问题
I noticed some strange behaviour when reading a file by line. If the file ends with \n
(empty line), it may be skipped...but not always, and I don't see what makes it be skipped or not.
I wrote this little function splitting a string into lines to reproduce the issue easily:
std::vector<std::string> SplitLines( const std::string& inputStr )
{
std::vector<std::string> lines;
std::stringstream str;
str << inputStr;
std::string sContent;
while ( std::getline( str, sContent ) )
{
lines.push_back( sContent );
}
return lines;
}
When I test it (http://cpp.sh/72dgw), I get those outputs:
(1) "a\nb" was splitted to 2 line(s):"a" "b"
(2) "a" was splitted to 1 line(s):"a"
(3) "" was splitted to 0 line(s):
(4) "\n" was splitted to 1 line(s):""
(5) "\n\n" was splitted to 2 line(s):"" ""
(6) "\nb\n" was splitted to 2 line(s):"" "b"
(7) "a\nb\n" was splitted to 2 line(s):"a" "b"
(8) "a\nb\n\n" was splitted to 3 line(s):"a" "b" ""
So last \n
is skipped for case (6), (7) and (8), fine. But why it's not for (4) and (5) then?

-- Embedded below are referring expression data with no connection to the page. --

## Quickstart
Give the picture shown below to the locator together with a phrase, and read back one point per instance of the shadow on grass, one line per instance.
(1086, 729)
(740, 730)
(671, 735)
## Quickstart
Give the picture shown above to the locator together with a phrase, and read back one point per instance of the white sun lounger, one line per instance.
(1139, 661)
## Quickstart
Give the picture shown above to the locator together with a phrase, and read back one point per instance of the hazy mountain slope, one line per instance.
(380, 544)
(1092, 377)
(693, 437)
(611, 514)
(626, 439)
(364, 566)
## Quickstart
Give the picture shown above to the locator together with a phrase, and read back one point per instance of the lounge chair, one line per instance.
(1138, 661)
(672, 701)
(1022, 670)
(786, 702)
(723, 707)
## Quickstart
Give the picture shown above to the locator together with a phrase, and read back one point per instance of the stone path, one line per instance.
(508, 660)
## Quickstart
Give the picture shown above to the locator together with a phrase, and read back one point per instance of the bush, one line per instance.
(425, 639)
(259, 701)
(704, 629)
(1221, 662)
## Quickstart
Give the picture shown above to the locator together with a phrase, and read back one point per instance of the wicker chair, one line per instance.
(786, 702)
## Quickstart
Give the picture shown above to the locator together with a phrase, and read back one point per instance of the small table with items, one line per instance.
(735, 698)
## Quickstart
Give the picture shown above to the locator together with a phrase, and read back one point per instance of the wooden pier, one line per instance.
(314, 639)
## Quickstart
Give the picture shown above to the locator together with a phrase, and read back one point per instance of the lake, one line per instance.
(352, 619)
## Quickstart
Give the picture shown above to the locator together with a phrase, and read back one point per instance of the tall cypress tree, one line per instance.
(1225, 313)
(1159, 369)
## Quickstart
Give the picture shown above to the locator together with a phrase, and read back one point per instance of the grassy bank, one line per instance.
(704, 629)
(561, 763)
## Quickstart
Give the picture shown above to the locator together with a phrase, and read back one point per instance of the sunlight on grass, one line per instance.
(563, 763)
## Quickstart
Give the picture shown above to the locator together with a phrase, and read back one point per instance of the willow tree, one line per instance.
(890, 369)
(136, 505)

What's the rational behind this behaviour?
回答1:
There is an interesting post that quicky mentioned this "strange" behaviour: getline() sets failbit and skips last line
As menioned by Rob's answer, \n
is a terminator (that's actually why it's names End Of Line), not a separator, meaning that lines are defined as "ending by a '\n'", not as being "separated by a '\n'".
It was unclear to me how this answered the question, but it actually does. Reformulating as below, it becomes clear as water:
If your content counts x
occurences of '\n', then you'll end up with x
lines, or x+1
if there is some extra non '\n' characters at the end of the file.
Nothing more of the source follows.